MANILA (Reuters) -The leaders of the Philippines and Indonesia met in Manila on Wednesday to discuss developments in the South China Sea and efforts to build closer ties among Southeast Asian nations, among a range of issues.
The meeting comes after Indonesian Foreign Minister Retno Marsudi said on Tuesday her country was ready to work with other Southeast Asian nations to finalise a long-delayed code of conduct for the South China Sea.
China lays claim to almost the entire waterway, a conduit for more than $3 trillion in annual maritime commerce, but its claims overlap those of Brunei, Indonesia, Malaysia, the Philippines and Vietnam, all members of the ASEAN grouping.
“President Widodo and I had a fruitful and honest discussion on regional events of mutual interest,” Philippine President Ferdinand Marcos Jr, who hosted his Indonesian counterpart Joko Widodo, told a joint press conference after the meeting.
These included issues regarding the South China Sea, as well as ways to build co-operation among members of the Association of Southeast Asian Nations (ASEAN), he added, without giving details.
The neighbours also signed a pact on energy ties to aid co-operation between their business sectors during periods of critical supply constraints on fuels such as coal and liquefied natural gas.
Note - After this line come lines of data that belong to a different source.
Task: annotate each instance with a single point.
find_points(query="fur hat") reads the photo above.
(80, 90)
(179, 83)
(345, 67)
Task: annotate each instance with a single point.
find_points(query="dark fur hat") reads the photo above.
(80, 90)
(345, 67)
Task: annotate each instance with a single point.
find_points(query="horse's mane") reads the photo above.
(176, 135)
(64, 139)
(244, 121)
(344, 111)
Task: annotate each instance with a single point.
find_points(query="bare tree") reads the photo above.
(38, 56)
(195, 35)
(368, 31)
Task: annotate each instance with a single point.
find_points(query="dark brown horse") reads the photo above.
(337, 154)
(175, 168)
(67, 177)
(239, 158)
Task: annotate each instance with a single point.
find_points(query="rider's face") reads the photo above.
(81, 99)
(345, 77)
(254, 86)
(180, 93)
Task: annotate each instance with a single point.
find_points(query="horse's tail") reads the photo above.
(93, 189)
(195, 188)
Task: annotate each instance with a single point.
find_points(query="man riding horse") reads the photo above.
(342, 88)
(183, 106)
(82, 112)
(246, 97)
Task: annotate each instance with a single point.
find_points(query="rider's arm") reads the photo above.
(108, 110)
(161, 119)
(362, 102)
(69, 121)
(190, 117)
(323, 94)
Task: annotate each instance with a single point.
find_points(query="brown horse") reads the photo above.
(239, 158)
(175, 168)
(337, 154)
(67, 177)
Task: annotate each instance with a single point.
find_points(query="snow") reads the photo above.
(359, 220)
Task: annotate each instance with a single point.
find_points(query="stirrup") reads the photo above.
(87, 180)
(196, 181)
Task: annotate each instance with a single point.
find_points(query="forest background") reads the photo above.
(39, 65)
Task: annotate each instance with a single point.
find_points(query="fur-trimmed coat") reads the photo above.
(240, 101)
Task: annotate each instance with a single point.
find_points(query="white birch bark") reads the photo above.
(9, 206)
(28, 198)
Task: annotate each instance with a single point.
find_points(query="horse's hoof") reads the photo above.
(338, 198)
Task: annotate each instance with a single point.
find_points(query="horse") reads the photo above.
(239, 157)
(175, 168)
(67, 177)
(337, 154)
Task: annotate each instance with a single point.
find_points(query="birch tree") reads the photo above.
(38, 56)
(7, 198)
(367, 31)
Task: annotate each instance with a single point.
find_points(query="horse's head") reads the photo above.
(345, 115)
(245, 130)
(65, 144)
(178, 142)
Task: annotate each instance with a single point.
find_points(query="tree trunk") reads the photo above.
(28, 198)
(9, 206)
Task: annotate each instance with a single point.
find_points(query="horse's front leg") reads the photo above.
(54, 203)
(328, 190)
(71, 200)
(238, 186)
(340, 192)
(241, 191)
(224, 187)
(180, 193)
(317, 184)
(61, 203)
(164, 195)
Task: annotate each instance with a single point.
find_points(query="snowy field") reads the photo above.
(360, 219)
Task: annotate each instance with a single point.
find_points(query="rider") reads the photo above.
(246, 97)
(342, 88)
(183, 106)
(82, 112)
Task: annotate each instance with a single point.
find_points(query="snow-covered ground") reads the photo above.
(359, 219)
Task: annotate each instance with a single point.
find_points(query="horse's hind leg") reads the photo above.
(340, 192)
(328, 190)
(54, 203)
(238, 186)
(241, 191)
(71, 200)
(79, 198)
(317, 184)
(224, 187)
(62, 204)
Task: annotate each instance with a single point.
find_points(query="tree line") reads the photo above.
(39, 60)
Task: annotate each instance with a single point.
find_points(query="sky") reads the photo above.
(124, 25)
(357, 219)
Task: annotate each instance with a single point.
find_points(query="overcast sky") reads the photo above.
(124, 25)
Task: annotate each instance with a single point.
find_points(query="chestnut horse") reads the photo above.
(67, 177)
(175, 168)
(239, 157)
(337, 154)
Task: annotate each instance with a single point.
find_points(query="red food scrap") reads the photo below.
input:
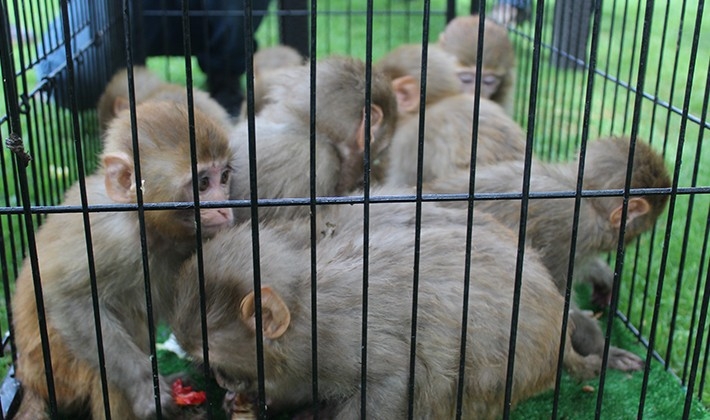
(185, 396)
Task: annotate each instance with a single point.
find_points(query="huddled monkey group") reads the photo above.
(142, 264)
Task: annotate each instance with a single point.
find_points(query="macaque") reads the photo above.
(148, 86)
(268, 61)
(286, 315)
(550, 221)
(62, 253)
(460, 38)
(283, 135)
(449, 119)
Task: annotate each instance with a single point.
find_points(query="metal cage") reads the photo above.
(584, 70)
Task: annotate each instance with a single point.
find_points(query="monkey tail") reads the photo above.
(581, 367)
(32, 407)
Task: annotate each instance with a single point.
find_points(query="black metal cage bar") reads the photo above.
(584, 71)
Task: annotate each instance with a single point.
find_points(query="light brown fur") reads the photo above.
(283, 135)
(550, 221)
(460, 38)
(448, 124)
(62, 256)
(285, 276)
(148, 86)
(267, 63)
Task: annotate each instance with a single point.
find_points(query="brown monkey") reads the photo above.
(449, 119)
(285, 299)
(166, 170)
(549, 221)
(460, 37)
(283, 134)
(148, 86)
(267, 61)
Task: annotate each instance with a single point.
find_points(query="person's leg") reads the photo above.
(224, 57)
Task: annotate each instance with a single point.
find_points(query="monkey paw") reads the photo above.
(624, 360)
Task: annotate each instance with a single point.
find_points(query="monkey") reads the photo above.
(285, 300)
(62, 254)
(550, 221)
(283, 135)
(148, 86)
(449, 119)
(460, 38)
(266, 62)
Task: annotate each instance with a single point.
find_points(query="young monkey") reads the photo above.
(267, 63)
(165, 166)
(449, 120)
(550, 221)
(460, 38)
(148, 86)
(287, 323)
(283, 135)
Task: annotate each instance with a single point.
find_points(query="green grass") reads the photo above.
(679, 262)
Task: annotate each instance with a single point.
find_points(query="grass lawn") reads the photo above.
(664, 272)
In addition, they agreed to beef up defence ties and existing pacts on border co-operation, Widodo told the conference.
“We agreed to … expedite revision of joint border patrol and crossing agreements, (and) also to strengthen defence co-operation, including on military hardware,” he added.
A 2014 pact between the archipelago nations demarcated their maritime borders in the overlapping exclusive economic zones of the Mindanao and Celebes Seas, while a 1975 border patrol agreement aims to combat crimes at sea from piracy to smuggling.
For years, ASEAN and China have been trying to set up a framework to negotiate the code of conduct, a plan dating from 2002. But progress has been slow despite commitments by all parties to advance and expedite the process.
In 2016, the Permanent Court of Arbitration in the Hague said China’s claims had no legal basis. China has rejected that ruling.
Tension has flared in recent months between China and the Philippines as they have traded accusations over several run-ins in the waterway.